Frankly, I’ve given up watching a lot of TV because much of it is so dull and boring. (Well not as dull and boring as in most other countries. In Spain Sunday Night at the London Palladium seems to be on every night and in the United States, soaps and gameshows seem to be programmed for the least intelligent by the least intelligent).

However, I do start having some sympathy for broadcasters when I see TV blamed for almost everything including poor reading skills among children and adults. Last week an Organisation for Economic Co-operation and Development survey on adult literacy was published. This showed that we have more adults with poor literacy skills compared to most other industrialised countries. We seem to do well compared with former Eastern bloc countries - the ones that said that they had dealt with adult literacy problems 20-30 years ago - but not too well against other countries. So we have more adults with relatively weak literacy skills than Sweden, Germany, Canada, Australia, New Zealand and the US.

This is depressing but hardly new news. It’s depressing because, in a relatively rich and developed country, few young people should leave school without the basic skills most take for granted. We shouldn’t be satisfied with low attainment and low aspiration for our own children, so weshouldn’t be satisfied with them for any children.

However, to blame TV viewing seems perverse. It might be true if this was a recent problem. Say with adults that left school only in the past 20 years. Because if it’s an older problem it will be difficult to blame TV. I’m no expert but I don’t think TV was so widely available in the 1950s and the amount of TV watched by children was lower in the 1960s and 1970s than it is today.

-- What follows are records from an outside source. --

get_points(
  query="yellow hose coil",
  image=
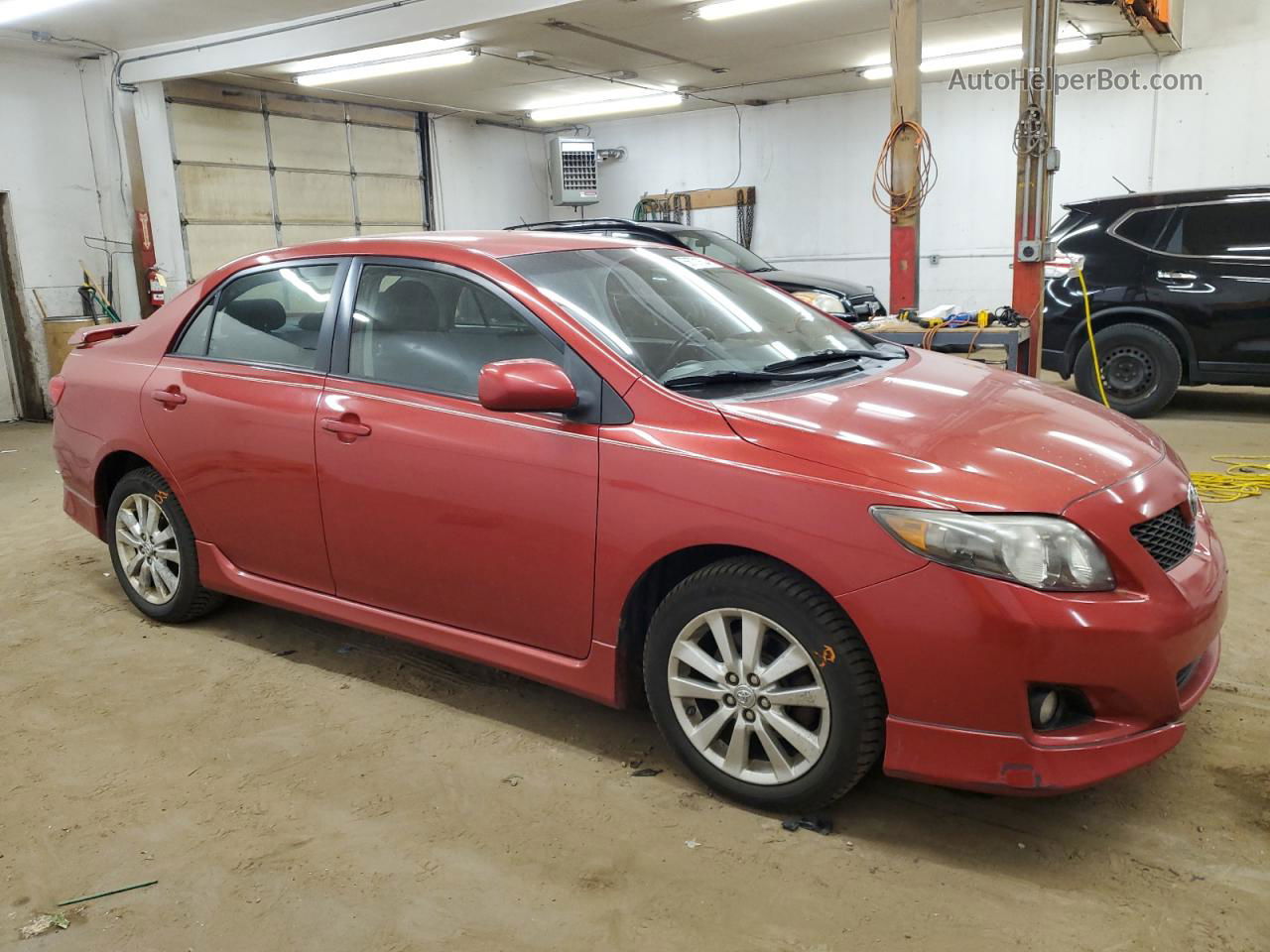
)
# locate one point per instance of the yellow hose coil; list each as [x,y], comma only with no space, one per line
[1245,477]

Yet we seem to have done worse in terms of literacy skills compared to other countries in every age group including those adults who are now within a few years of retirement age. This suggests that watching TV cannot have been the most major factor.

Even if TV is a major factor, it’s unlikely that we can limit access to TV. Rather we have to acknowledge that we live in a world where almost everyone has access to information from a range of sources and where literacies count as much as literacy. A world where we have to harness the power and appeal of TV to encourage and develop literacy skills among the young and the not so young, rather than see television as a “scapegoat’” for low educational attainment.

In my experience TV - and people who work in TV - have tried rather hard to help raise standards of literacy and have kept helping even when the fashions have changed. The commitment of broadcasters in the days when no one seemed to care makes me leap to their defence. So let’s not blame watching TV for our rather more complex literacy problem. Now the Internet, that’s a different story.